We also saw test shots for the Volkswagen T5 Transporter which will be seen in various forms and also in a set which includes one of each generation of the Transporter from T1 to T5. Below we have test shots of the California camper

Shown below are test shots of the T5 van which will appear in several liveries starting with that of the RAC. I am sure that this will be seen in a wide range of liveries for current users.

Oxford often show models in a very early stage of development before they are announced. The Volkswagen T1 camper with surf boards shown below does not seem to exist in any current release but I am sure that we will see it in the future.

The Volkswagen T1 van casting get another release this year in Coca Cola livery. The test shot below shows the roof display with an advertising bottle on the roof.

One of the model sets which created a lot of interest when announced in the last release of 2018 was the RAF Bloodhound missile set. This was released by Corgi in the 1960s and by Airfix too. Here we have the new 1:76 scale from Oxford. The accompanying Land Rover has been well finished in RAF blue and markings.

This will make an impressive set re-creating the Jet Age long before Cruise missiles and Polaris carrying submarines.
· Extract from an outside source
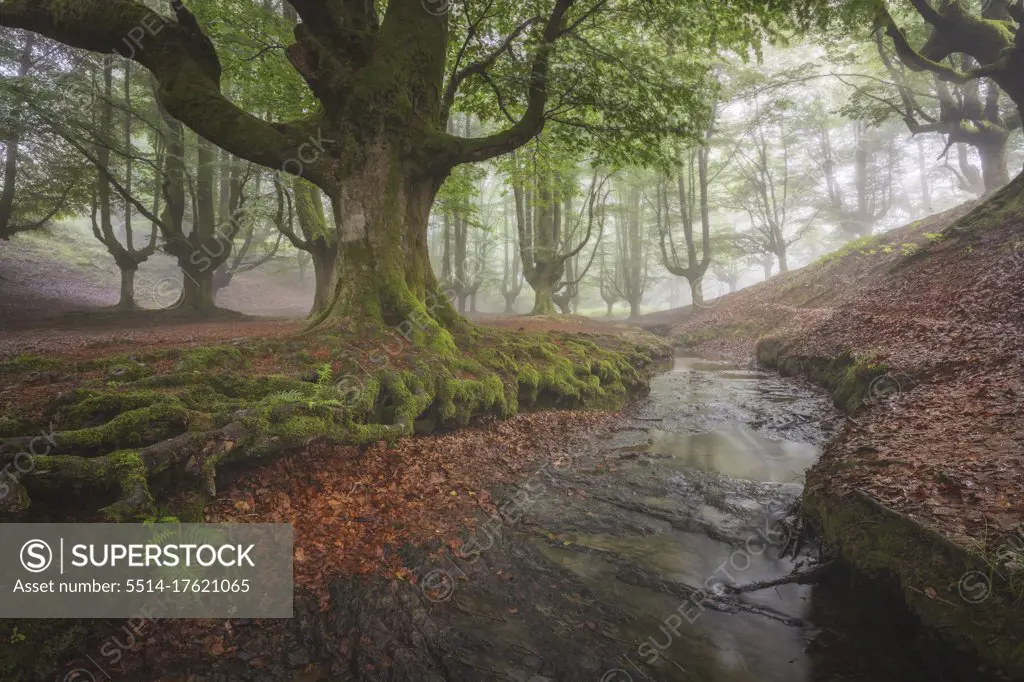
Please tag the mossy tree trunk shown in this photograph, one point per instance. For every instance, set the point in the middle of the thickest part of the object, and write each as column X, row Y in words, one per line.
column 314, row 236
column 378, row 145
column 691, row 181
The Oxford 1:87 scale range of US vehicles has been a strong seller. And the display showed some due for early release and others in early pre-production form.

The new Chrysler 300 Convertible can be seen in the photographs below. This casting looks good in red and the printed silver and badging looks like it could be very well done.

The forthcoming Dodge Charger Daytonas were also shown and are impressive in this scale.

The ‘standard’ Dodge Charger was shown too and looks good. It is interesting that it has been modelled with the headlights showing as many models of this car have the headlights in their concealed position.

Another model close to release is the De Soto Suburban with its roof rack. This is a rather earlier car than many in this range so it will be interesting to see if models from this period sell well. A taxi version is expected later.

Another model due soon is the Dodge D100 Sweptside which is due for release soon. The model looked very well finished and US pickups make for popular models so I expect it may sell out quickly. It is interesting that the rear seems to be a separate moulding so we may well see more variations on the D100.

Here we see very early test shots of the 1954 Pontiac Chieftain with a siren fitted to the roof. The model has been announced for release 1 2019 in two tone blue as a standard sedan so presumably police and possibly fire versions will follow later in the year.

Another very early casting shot is the Cadillac Eldorado Brougham 1957 again announced in release 1 2019. Reminiscent of the contemporary Matchbox model this is slightly smaller but promises to be impressive even in this smaller scale.

Another announced recently as part of Release One 2019 is the Chevrolet Panel van. The model may be released as an Ambulance first but clearly a van will also be forthcoming and I expect this to appear in several classic american liveries.

The early shots below show that Oxford have captured this classic 1950s van very well.

The final test casting on display in this scale is the Chevrolet Corvair Coupe announced recently. Even though this is an early shot it shows the potential for this to be a really nice model. The coupe also came in some very nice paint finishes so hopefully Oxford will be able to release it in several different authentic versions.

Oxford’s 1:148 scale range is another with upper components made in plastic. On show were some pre-production trials. These are interesting as they are made in clear plastic with 3D printed parts as shown in the photographs below.

First we have the Land Rover Discovery 4.

Then the Shelvoke & Drewry Freightlifter which is to appear in British Railways Western livery in 2019.

Presumably the photographs below show the pre-production test for the recently announced Hants and Dorset Bristol MW6G.

And finally in this scale the Green Goddess fire appliance expected in National Fire Service livery.


Unfortunately although samples of the new Citroën H catering van were there I did not photograph them.

I would like to thank Oxford Diecast for sharing so many pre-production and test models with us, and for so patiently getting models in and out of cabinets to allow me to photograph them.